さいとう先生は、「私の言っていることを理解してくれた、ただひとりの人じゃないかな?」と振り返り、次のように続けた。
「私らが掴んだ最初の読者っちゅうのは団塊の世代なんですよ。日本で一番多い人口の。その人たちに漫画を見放されたらダメだ、と。他の編集者は聞きもしなかったですよ。歯牙にもかけないというか。内田さんは私が、どういう風に望んでいるか、狙っているかを話したら真剣に聞いてくれましたね」
さいとう先生は、「マガジン」誌上に宇宙SF作品『サイレントワールド」(’66年)で本格デビュー。続いて時代劇漫画の『無用ノ介』(’67年)が大ヒット。伊吹吾郎主演でTVドラマ化もされ、名実共にメジャー作家に躍り出る。
その後、数々の作品が生み出されてきた。巨人にされた男の数奇な運命と悲劇を描く『デビル・キング』(’69年/貸本時代の未完作だったが後に「少年サンデー」に連載)なども印象に残るが、筆者にとっては大震災後の日本をひとり生き抜く少年・鈴木サトルの姿を描いた『サバイバル』(’76年)が忘れがたい。
また、昭和『仮面ライダー』世代である筆者は、さいとう先生原作の特撮ヒーロー番組『超人バロム・1』(’72年)が大好きだった。仮面ライダーのようにひとりのヒーローが変身するのではなく、主人公二人が合体する特撮ヒーローで、『仮面ライダー』(’71年)の兄弟作ともいうべき名作である。

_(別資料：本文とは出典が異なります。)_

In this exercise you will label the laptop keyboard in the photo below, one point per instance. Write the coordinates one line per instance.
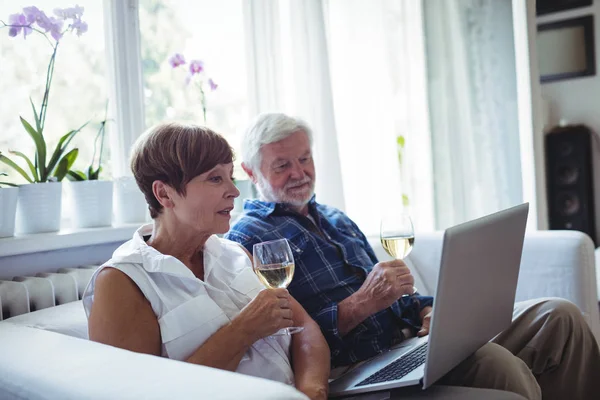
(399, 368)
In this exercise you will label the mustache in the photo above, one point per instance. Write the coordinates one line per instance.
(298, 182)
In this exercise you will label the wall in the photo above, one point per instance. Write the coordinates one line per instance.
(577, 100)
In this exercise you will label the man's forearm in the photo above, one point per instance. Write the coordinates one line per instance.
(352, 311)
(311, 358)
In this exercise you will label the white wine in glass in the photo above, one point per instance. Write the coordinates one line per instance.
(274, 266)
(397, 236)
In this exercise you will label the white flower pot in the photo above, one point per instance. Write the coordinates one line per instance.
(8, 210)
(38, 207)
(91, 203)
(130, 204)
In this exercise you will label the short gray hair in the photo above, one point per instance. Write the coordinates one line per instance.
(269, 128)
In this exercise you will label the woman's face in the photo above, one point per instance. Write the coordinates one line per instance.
(208, 201)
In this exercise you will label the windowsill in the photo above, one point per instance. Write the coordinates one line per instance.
(65, 239)
(69, 238)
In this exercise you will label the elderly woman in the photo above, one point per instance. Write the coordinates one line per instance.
(177, 290)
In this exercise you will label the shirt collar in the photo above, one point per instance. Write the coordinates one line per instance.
(266, 208)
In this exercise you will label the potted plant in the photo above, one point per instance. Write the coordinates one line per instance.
(8, 207)
(197, 76)
(39, 201)
(91, 197)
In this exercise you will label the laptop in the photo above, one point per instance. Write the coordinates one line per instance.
(473, 303)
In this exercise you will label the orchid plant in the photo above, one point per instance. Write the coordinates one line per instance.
(93, 174)
(30, 20)
(196, 75)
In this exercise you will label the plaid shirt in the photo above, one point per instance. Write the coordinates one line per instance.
(332, 260)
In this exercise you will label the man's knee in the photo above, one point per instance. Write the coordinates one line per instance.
(562, 315)
(494, 360)
(498, 368)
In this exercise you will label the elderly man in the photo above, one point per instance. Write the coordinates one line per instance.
(548, 351)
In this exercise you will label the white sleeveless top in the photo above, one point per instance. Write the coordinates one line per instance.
(189, 310)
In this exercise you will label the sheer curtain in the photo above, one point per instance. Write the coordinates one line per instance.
(378, 71)
(473, 106)
(289, 72)
(355, 70)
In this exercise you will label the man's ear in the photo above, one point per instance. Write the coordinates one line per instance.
(249, 172)
(162, 193)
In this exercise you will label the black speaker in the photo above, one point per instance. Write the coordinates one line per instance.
(569, 179)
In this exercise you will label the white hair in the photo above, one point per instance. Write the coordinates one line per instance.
(269, 128)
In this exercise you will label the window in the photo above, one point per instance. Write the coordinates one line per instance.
(79, 88)
(208, 30)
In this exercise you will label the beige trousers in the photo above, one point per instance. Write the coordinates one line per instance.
(548, 352)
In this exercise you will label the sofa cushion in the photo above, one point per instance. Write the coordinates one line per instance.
(37, 364)
(68, 319)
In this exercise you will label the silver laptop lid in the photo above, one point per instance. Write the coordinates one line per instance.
(477, 282)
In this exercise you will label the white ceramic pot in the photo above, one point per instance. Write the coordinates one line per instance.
(38, 207)
(8, 210)
(91, 203)
(130, 204)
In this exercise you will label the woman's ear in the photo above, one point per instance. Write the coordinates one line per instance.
(163, 194)
(249, 172)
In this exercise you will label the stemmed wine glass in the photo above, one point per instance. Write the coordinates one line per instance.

そのことを先生に話すと、「あれは我ながらよく出来たと思っとる。“男の子二人が合体したら大人の男になる”ってのは、なかなか画期的なアイディアでしょう?」と笑い、「あの二人の少年が成人した後の、『バロム・1』の続編を描きたい」と語られていた。その夢がかなうことはなかったが、まさしく創作への意欲が尽きることのない巨人だった。